We ascended a flight of stairs, dressed in blue aprons and returned downstairs. After we prayed in four languages, the first thing our chief said was "Pas de vitesse." No one should ever be rushed. Always, he said, "tranquillité."

Our instructor arranged us in groups of six and we entered the small antechambers that are curtained off from each marble tub. Four of us would help the pilgrims undress. Two would do the immersions. Shocked, I heard him say that our group would be working with the severely handicapped. Those unable to stand or walk would be brought into the baths on a wooden chair and lifted by a cloth mesh into the water. That would take four men. I admitted that I might not be strong enough to do this kind of work. He smiled and said in English, "Do not worry, Father."

Along with a friendly Knight of Malta from Italy, I was assigned to work inside, next to the marble bath. Support the man from behind like this, I was told: your left hand on his shoulder and your right holding his wrist firmly. Lead him down the stairs and onto the first step. Ask if he wishes to pray and to ask Mary for an intention. Then lead him into the water, ask him to sit, slowly lean him backwards, stand him up and then ask if he would like a cup of water. But slowly, he stressed. "Pas de vitesse." Every pilgrim needs time to pray.

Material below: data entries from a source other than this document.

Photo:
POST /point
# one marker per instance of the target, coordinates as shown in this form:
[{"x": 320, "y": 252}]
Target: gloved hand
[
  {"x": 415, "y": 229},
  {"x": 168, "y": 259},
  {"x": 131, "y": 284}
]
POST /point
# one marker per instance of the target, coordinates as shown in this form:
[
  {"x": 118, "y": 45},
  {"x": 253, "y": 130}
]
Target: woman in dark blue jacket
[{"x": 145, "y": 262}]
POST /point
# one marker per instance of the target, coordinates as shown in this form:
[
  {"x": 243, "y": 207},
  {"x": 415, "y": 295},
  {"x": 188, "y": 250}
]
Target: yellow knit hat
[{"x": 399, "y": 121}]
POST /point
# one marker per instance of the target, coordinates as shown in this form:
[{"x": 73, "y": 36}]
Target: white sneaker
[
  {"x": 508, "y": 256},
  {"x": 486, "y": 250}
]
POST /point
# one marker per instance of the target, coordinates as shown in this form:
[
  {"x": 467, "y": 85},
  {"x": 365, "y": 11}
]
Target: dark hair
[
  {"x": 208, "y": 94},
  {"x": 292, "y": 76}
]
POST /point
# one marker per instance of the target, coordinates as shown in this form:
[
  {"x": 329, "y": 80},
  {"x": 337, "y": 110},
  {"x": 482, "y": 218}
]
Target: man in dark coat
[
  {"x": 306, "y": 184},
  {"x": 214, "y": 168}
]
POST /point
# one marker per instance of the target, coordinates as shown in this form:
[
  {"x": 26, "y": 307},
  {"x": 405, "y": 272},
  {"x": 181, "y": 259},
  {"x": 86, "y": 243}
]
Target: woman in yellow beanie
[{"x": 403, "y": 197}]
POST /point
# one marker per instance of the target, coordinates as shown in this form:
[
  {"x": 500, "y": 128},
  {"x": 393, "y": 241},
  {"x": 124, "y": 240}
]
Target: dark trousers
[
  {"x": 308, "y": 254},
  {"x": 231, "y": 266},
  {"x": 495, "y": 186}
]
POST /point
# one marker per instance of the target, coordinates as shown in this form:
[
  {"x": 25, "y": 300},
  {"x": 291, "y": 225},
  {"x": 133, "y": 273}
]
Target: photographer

Before I could collect my thoughts, the curtains parted and a partially paralyzed man supported by two volunteers hobbled into the chamber. Gently they pulled off his undershorts, wrapped the customary wet towel around his waist and led him to the lip of the bath. I put my arm around his shoulder, held his wrist tightly and asked if he would like to pray. In labored Spanish he began, "Dios te salve, María...." When we raised him out of the water he wept.

After he left, the other volunteer swirled the white towel through the icy water. Together we wrung it out, and I thought of the passage in the Gospel of John, where Jesus washes the disciples’ feet with a towel wrapped around his waist. A theology professor once told me that this act was as much a part of the Last Supper as was the Eucharist, and so perhaps we should do this every Sunday, too.

For the next three hours the curtains opened again and again, and in came the people of God: a man with microcephalus; a taciturn Frenchman with a catheter in his chest (a doctor cautioned us not to wet him above the waist); three smiling young men from Spain; a crippled man with many scars from many tumors, accompanied by his father, a white-haired Irishman. "He was supposed to die 20 years ago," the father said, but we came to Lourdes and he’s still here. As I helped dress him, the young man said, "Thank you, thank you, thank you."

I had not done this kind of work since I was a Jesuit novice. But as I wrung out the wet towels, I thought that this is what the priesthood should be more like: servant leadership. Taking our cues from laypeople who know about mercy, who know about giving people what they need, even if it is something as simple as time.

At the end of the day, our leader asked if any of us wanted to use the baths, with the others to help. Before I stepped into the cold water, he whispered, "Pas de vitesse, mon père."